In sum, I seriously question the judgment of anyone who — in the face of the orgies of secrecy the U.S. Government enjoys and, more so, the abuses they have accomplished by operating behind it — decides that the real threat is WikiLeaks for subverting that ability. That’s why I said yesterday: one’s reaction to WikiLeaks is largely shaped by whether or not one, on balance, supports what the U.S. has been covertly doing in the world by virtue of operating in the dark. I concur wholeheartedly with Digby’s superb commentary on this point yesterday:
My personal feeling is that any allegedly democratic government that is so hubristic that it will lie blatantly to the entire world in order to invade a country it has long wanted to invade probably needs a self-correcting mechanism. There are times when it’s necessary that the powerful be shown that there are checks on its behavior, particularly when the systems normally designed to do that are breaking down. Now is one of those times. . . . .As for the substance of the revelations, I don’t know what the results will be. But in the world of diplomacy, embarrassment is meaningful and I’m not sure that it’s a bad thing for all these people to be embarrassed right now. Puncturing a certain kind of self-importance — especially national self-importance — may be the most worthwhile thing they do. A little humility is long overdue.

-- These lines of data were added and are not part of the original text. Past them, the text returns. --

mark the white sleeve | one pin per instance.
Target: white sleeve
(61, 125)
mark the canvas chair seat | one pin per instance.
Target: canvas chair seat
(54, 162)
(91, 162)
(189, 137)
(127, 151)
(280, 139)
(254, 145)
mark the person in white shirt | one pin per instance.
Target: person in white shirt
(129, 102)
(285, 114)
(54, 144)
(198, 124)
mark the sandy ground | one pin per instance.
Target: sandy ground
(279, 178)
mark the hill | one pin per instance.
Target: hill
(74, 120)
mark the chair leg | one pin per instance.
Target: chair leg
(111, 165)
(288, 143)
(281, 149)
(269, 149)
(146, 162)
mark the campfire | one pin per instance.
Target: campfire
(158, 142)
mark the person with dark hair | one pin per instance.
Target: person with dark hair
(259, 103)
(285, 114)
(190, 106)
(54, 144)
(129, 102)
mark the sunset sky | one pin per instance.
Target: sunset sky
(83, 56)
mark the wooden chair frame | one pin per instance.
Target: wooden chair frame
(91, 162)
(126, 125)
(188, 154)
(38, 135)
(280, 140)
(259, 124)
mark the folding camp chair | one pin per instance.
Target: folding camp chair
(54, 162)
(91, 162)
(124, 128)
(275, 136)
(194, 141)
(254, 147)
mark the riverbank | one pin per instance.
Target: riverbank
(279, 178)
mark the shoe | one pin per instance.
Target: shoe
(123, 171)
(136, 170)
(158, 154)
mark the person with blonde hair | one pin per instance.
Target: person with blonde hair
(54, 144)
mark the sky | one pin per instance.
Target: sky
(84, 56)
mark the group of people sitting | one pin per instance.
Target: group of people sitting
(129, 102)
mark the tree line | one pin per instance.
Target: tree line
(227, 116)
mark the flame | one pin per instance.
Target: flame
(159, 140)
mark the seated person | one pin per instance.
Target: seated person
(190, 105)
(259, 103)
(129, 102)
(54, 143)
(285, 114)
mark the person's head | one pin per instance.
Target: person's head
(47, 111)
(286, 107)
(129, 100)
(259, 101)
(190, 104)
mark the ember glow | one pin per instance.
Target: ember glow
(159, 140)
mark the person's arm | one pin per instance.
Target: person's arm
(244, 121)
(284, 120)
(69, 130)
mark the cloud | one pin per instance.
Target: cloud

I am quite interested to see what we will discover in the coming days regarding the drug war.
Of all the information contained in the WikiLeaks files about Mexico, 80 percent refers to the issue of drug trafficking and communications made from the Embassy during the governments of Ernesto Zedillo, Vicente Fox and Felipe Calderon.
All told, there are 8,300 documents in the current WikiLeaks dump (not yet released) with the tag “narcotics.”
I’m sure most of them will be embassy communications discussing how to fight the drug war “better” and there will be minimal new revelations. There could be an embarrassment or two regarding just what we did provide in Plan Mexico.
What I’d really like to see is a WikiLeaks dump of DEA administrative files and internal ONDCP memos. That would be a treasure trove. Any whistle-blowers out there?